Shock As Brexit Party MEP Actually Has to Go to Work
What would you give to be an MEP? More than newly-elected Brexit Party representative David Bull, if his morning-commute meltdown is anything to go by.
To add to the ever-growing list of Brexit Party embarrassments, freshman MEP David Bull threw a tantrum this week after realising that his election means actually going to work.
Lamenting the fact that he has to now “repeatedly” make the (not unscenic) trip to Strasbourg to fulfil his democratic duties, peroxide blonde hair quivering like a field of distant wheat kernels, Dr Bull appeals to the tweeting masses to offer sympathy for him. For some unknown reason, it doesn’t seem to occur to Bull that he could always rent a room in Strasbourg itself, avoiding the need for the 450-mile commute to happen on a regular basis.

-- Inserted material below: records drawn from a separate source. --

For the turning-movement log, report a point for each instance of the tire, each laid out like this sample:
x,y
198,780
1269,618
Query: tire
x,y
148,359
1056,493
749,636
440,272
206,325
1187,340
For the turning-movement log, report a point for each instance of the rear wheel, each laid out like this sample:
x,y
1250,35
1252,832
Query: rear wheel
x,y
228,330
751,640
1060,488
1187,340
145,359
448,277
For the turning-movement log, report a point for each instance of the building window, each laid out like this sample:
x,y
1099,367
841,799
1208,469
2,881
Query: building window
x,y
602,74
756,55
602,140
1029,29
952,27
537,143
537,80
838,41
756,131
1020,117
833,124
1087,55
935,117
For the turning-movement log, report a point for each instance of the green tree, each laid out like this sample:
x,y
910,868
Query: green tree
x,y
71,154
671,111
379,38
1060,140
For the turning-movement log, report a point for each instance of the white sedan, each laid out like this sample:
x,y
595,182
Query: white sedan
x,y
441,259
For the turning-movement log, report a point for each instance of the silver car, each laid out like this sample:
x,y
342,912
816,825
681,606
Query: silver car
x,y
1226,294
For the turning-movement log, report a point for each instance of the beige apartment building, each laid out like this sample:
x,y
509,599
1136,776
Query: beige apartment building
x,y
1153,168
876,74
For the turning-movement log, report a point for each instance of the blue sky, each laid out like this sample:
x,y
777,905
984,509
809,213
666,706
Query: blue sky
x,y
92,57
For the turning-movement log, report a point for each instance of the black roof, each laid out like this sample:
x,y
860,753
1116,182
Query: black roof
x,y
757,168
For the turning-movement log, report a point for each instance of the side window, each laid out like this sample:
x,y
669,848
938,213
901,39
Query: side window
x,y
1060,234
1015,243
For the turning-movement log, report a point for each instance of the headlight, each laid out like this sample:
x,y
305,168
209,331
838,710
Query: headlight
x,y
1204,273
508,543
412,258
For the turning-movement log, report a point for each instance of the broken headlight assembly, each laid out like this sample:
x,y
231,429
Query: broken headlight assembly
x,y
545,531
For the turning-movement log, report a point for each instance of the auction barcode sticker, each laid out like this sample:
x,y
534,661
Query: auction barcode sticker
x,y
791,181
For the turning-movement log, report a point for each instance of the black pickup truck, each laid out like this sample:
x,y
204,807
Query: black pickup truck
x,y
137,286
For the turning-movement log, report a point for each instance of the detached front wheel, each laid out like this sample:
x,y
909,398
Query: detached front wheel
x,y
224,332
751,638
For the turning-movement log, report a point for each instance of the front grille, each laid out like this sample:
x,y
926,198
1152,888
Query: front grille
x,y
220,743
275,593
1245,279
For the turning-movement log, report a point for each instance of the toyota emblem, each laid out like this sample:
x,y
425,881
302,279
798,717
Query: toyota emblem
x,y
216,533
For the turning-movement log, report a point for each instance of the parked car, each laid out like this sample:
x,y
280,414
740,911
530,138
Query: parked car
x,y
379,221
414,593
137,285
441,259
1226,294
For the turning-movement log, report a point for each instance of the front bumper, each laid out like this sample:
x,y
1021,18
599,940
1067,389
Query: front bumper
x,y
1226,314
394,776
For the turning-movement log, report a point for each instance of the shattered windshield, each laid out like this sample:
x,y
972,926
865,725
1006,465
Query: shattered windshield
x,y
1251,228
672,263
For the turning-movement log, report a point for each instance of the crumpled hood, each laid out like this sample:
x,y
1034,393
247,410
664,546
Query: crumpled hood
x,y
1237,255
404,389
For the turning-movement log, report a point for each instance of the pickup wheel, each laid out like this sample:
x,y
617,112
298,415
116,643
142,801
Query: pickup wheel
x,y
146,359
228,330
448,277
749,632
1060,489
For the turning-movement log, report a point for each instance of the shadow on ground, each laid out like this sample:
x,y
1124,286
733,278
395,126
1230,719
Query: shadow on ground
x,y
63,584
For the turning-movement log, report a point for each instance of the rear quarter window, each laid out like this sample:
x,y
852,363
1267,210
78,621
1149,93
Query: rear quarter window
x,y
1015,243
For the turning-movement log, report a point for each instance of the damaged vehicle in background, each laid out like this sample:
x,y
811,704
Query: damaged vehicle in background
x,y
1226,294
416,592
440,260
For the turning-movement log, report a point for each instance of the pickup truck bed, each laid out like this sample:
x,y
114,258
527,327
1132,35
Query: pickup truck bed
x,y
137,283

To fair to the chap, Bull has it pretty tough. €7,857 a month, plus expenses, is a pretty meagre salary that most with his lifestyle would struggle to live on. Those haircuts must cost a bomb and a half, and, when coupled with a regular full-body spray tan, must consume at least half of Bull’s paltry income. An eleven-hour journey to work just isn’t worth it when you’re living below the breadline like that.
Supporters of Bull will say that the salary itself is the point - a gross ‘waste of taxpayers money’ that goes against what it means to be British. But it must surely grate even with Brexit Party voters that this man has the nerve to whine about his morning commute when he’s getting paid more than most will for a job he doesn’t take seriously.
This laughable attempt to cast the Brexit Party as martyrs ready to fall on Johnny Foreigner’s sword is just the latest in an ongoing saga of national embarrassment. As the big winner in the recent European elections, the Brexit Party found the confidence to take its brand of Poundland patriotism to the corridors of power in Strasbourg. The grand irony remains, of course, that these people don’t believe those corridors should exist - although, again, they will now doubtless claim to be the crusaders to Europe’s occupied Jerusalem, tearing down shrines as they munch on an all-expenses-paid lunch.
If this is what it means to be a British freedom fighter in 2019, god help us all. Churchill must be spinning in his grave.